What we do matters. With most working adults spending two-thirds of their waking lives at work, not only is what we do important but so is where we choose to work and who we work with.

With business leaders under constant pressure to do more with less and find new sources of competitive advantage, understanding the capability, ambitions and motivations of our people has never been so important. What do our employees want to do with their careers? And how do those aspirations align with the objectives and direction of the business?

Organisations are spending bucketloads of dollars measuring employee engagement and countless hours developing strategies for increasing it. But despite these efforts, it seems many individuals and organisations are out of sync, trying to operate independently of each other.

Don’t neglect to communicate with employees about their career goals

While most of us appreciate the need for open communication and the benefits of regular career conversations, there still exists among managers an enormous and often understandable reluctance to embark upon them. Misunderstandings, confused expectations, individual sensitivities, lack of trust and uncertainty about business directions all form a part of this reluctance. However the reality is that if business leaders and line managers don’t acknowledge or understand the career aspirations of their people, the following scenarios tend to emerge:

  • Individuals who are in the wrong place at the wrong time will under-perform
  • High-performing employees who are looking for fresh challenges will begin to coast
  • Outstanding employees who are often deemed critical to the success of the business will leave in search of other opportunities.

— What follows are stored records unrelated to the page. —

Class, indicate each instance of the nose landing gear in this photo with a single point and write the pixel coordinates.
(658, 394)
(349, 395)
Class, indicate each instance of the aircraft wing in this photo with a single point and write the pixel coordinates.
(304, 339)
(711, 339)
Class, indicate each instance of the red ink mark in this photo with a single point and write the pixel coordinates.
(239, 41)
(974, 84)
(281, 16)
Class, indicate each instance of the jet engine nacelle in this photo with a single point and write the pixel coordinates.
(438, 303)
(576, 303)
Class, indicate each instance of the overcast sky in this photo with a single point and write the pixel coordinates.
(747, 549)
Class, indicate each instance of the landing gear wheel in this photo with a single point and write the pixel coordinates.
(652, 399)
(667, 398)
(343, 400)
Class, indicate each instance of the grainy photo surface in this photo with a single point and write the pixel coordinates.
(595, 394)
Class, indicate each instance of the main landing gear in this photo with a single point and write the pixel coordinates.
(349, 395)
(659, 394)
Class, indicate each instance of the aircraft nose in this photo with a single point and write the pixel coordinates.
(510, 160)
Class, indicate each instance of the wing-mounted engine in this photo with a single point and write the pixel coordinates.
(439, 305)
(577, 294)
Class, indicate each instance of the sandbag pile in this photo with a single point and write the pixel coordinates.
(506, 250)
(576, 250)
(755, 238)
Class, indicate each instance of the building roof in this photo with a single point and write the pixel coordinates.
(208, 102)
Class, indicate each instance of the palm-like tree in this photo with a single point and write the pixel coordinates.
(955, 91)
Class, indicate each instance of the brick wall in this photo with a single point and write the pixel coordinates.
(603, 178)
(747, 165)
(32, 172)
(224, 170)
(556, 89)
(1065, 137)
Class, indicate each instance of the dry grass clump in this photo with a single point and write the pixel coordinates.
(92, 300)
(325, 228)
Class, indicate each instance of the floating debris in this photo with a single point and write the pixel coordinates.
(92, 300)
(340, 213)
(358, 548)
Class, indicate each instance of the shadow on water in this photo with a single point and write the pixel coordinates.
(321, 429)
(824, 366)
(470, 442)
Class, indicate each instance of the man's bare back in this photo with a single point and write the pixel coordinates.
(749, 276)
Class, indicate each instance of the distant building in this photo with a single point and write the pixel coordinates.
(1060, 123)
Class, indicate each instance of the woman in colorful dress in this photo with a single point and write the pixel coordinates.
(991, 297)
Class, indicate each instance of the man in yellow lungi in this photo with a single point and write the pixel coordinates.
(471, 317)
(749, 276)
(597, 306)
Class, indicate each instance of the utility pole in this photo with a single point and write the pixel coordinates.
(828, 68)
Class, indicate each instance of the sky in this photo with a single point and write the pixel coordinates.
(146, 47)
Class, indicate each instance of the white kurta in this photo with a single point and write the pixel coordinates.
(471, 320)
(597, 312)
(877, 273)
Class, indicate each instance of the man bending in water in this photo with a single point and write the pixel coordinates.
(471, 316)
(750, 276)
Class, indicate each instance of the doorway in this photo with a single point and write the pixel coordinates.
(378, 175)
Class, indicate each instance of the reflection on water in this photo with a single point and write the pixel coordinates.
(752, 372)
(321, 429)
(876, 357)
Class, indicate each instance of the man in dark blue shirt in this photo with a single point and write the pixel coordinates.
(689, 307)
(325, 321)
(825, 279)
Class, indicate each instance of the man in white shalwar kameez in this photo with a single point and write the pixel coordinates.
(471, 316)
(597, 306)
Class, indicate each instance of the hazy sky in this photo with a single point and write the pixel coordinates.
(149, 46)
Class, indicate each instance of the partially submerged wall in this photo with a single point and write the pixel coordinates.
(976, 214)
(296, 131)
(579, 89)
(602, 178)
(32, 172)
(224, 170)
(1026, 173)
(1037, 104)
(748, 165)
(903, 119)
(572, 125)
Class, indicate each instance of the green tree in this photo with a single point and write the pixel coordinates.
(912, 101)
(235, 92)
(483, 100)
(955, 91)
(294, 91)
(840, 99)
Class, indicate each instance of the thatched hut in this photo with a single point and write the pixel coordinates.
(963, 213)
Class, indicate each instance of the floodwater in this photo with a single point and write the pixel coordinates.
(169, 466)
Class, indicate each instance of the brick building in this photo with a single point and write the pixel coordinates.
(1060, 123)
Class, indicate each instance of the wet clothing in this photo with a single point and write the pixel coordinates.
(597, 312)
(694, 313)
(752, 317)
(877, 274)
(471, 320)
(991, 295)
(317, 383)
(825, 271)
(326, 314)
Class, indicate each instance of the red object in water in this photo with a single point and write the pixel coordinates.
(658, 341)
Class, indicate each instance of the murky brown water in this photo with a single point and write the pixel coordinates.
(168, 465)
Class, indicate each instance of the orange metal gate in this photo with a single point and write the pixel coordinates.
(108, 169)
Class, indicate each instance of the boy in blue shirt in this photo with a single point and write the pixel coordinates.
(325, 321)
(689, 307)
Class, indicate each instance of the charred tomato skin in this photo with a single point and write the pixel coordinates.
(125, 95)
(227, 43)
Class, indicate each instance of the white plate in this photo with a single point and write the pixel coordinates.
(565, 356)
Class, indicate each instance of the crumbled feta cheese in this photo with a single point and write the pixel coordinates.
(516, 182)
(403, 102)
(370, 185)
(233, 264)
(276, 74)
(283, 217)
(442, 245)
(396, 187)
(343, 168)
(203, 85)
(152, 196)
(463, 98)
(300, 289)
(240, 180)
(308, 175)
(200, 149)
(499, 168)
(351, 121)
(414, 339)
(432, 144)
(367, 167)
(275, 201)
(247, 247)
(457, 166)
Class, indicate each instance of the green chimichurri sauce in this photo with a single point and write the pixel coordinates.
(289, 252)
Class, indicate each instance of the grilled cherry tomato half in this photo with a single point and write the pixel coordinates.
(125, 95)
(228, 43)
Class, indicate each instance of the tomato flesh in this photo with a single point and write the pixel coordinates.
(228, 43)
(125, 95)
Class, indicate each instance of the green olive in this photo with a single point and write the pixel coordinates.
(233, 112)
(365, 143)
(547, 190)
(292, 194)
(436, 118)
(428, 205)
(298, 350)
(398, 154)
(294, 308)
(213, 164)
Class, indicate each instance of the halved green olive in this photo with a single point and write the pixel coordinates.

All scenarios are problematic and unfortunately they are often not addressed in a timely or appropriate manner because our business leaders and managers simply don’t know how to have the career chat in a genuine and authentic manner.

While performance reviews tend to highlight contribution and value retrospectively, career conversations focus on the future and help employees and organisations align themselves for mutual success.

4 keys to successful career conversations

  1. Preparation

    Preparation, as they say, is the key to success. To maximise the time and opportunity it is critical that both managers and employees are given time and practical frameworks to work with. These frameworks should allow for individuals to reflect, plan and discuss their ambitions and explore how they align to the needs of the business.

  2. Communication

    Establishing honest, open and transparent communication between managers and employees can be one of the greatest challenges individuals and organisations face. Trust and transparency are built over time, through active collaboration and positive interactions, which only reinforces the need for regular conversations. Freedom to explore options free of judgment and with honest constructive feedback will help employees set realistic career goals and drive career ownership.

  3. Accountability

    To ensure the conversation doesn’t remain just that, it is important to conclude any meeting with a clear plan that has mutually agreed actions, timelines and milestones. This will also ensure that all follow-up dialogue is relevant and action-orientated and further demonstrates the importance and value placed on defining and supporting career ambitions and progression.

  4. Follow Up

    Regular conversations are crucial to ensuring your employee’s plan is moving forward. As well as offering opportunities to provide or gather support, they also consolidate purpose and strengthen relationships. It is also worth remembering that informal conversations can add enormous value.

With our people being our greatest source of competitive advantage, failing to understand what they want to do with their careers is risky business. Organisations can all too easily find themselves in jeopardy of losing talented people while risking disengagement and loss of productivity. Conversely, organisations that actively promote and create a culture of individual career management are far better positioned to succeed. They attract, engage and retain the brightest people in the marketplace while helping individuals take ownership of their careers.